Ça suffit à le dégriser. Il regarda sa montre, et dit qu’effectivement… Mais ils ne pouvaient pas se quitter comme ça ! Il voulait la revoir ! Il fallait tout de suite qu’ils prennent rendez-vous ! “ Pourquoi pas ? ” lui dit-elle, dissimulant sa joie. Qu’avait-il à lui proposer ?
Il réfléchit quelques instants, puis demanda si elle était libre pour le samedi suivant. Ils pourraient par exemple aller au cinéma… Près de chez lui passait un film qu’il tenait à revoir, et il était certain que cela lui plairait ! Il avait failli dire que jusque là ses soirées étaient prises, mais avait su se retenir…

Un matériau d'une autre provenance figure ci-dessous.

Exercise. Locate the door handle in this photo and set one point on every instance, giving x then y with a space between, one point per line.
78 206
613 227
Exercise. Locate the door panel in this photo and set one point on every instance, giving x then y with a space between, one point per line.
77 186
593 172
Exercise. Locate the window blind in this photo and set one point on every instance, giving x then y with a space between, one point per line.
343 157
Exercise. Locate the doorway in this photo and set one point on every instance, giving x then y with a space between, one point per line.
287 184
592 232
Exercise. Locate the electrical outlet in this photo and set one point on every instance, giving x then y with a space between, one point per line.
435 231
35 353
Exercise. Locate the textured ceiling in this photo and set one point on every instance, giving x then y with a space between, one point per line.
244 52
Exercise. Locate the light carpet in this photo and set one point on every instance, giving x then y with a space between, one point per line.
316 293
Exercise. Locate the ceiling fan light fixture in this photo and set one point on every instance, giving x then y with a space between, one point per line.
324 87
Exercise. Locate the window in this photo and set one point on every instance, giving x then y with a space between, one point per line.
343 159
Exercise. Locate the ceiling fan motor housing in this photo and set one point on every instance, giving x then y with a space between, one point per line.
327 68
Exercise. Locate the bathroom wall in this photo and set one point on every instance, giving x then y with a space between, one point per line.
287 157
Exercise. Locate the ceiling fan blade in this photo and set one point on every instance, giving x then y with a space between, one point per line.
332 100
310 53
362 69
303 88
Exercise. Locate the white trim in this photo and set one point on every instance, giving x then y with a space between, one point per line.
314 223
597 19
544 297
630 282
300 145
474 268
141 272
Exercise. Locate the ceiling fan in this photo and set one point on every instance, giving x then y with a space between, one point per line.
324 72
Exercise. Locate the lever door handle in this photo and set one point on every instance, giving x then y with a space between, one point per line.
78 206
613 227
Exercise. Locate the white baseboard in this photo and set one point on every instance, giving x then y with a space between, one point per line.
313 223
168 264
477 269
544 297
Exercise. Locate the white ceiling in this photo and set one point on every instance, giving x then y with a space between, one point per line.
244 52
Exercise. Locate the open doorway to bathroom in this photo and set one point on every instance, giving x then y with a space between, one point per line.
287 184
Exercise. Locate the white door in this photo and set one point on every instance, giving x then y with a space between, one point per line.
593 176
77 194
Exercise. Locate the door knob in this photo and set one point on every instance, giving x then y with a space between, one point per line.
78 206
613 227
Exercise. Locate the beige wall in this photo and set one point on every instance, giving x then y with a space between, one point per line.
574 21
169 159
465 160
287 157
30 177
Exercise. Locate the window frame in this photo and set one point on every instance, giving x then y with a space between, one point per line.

Elle fut un peu déçue qu’il ne soit pas plus pressé, mais ne le montra pas. À son tour elle prit le temps de réfléchir, puis dit qu’à sa connaissance elle n’avait rien de prévu ce jour-là, et enfin elle convint que l’idée semblait bonne… Du moins si elle n’avait pas déjà vu le film en question ! Soudain cérémonieux il en donna le titre, puis ajouta qu’à son avis il s’agissait d’un véritable chef-d’œuvre ! “ Ah ! oui, répliqua-t-elle. Ça tombe bien ! Justement j’avais très envie d’aller le voir ! ” Ce qui n’était pas vrai, mais lui sembla gentil. En vérité, ce qu’elle avait surtout envie de voir, c’était son appartement. Elle n’y était jamais allée, et la proximité du cinéma l’amenait à penser qu’ensuite…
Restait qu’elle était vexée qu’il n’ait pas proposé un rendez-vous pour le soir même. Au moins elle aurait eu la joie de refuser. Elle qui voulait le faire marcher, c’était plutôt raté !

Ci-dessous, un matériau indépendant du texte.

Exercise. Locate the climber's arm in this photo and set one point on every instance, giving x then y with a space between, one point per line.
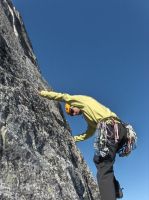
55 96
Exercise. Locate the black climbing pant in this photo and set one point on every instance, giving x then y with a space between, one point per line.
105 173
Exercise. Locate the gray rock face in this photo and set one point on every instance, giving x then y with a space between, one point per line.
38 157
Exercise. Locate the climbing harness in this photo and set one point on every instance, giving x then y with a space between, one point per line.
130 143
104 137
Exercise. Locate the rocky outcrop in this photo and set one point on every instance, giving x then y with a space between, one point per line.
38 157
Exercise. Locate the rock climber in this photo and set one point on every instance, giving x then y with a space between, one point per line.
111 137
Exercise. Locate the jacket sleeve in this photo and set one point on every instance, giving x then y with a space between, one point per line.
90 131
56 96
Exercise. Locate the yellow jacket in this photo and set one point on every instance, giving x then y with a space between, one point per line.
92 110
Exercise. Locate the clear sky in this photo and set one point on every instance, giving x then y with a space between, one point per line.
98 48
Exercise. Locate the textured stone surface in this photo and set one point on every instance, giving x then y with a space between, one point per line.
38 157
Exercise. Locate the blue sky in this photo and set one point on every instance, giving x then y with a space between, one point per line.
101 49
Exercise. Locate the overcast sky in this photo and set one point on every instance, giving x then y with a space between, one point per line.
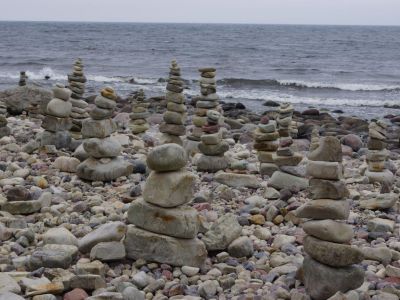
353 12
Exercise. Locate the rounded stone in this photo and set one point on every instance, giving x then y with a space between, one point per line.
168 157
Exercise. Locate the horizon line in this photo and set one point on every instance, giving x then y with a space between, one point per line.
199 23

À nouveau il eut très envie de l’embrasser quand ils se séparèrent, mais dut se contenter de bises aseptisées. À défaut il la prit aux épaules d’un geste possessif, dont elle se dégagea sans paraître y penser. Puis il lui rappela le lieu et l’heure de leur rendez-vous, et insista qu’il comptait sur elle. Elle lui dit que c’était noté, qu’il n’avait pas à s’inquiéter, puis consulta sa montre, et l’informa qu’il avait quitté son travail depuis plus d’une demi-heure. Elle n’avait pas envie qu’il ait des ennuis à cause d’elle ! “ Déjà ! répliqua-t-il. Je n’ai pas vu le temps passer ! ” Enfin il s’en alla, après lui avoir fait un dernier compliment. Songeuse, elle attendit de voir la porte se fermer derrière lui avant de se diriger vers la station de métro la plus proche.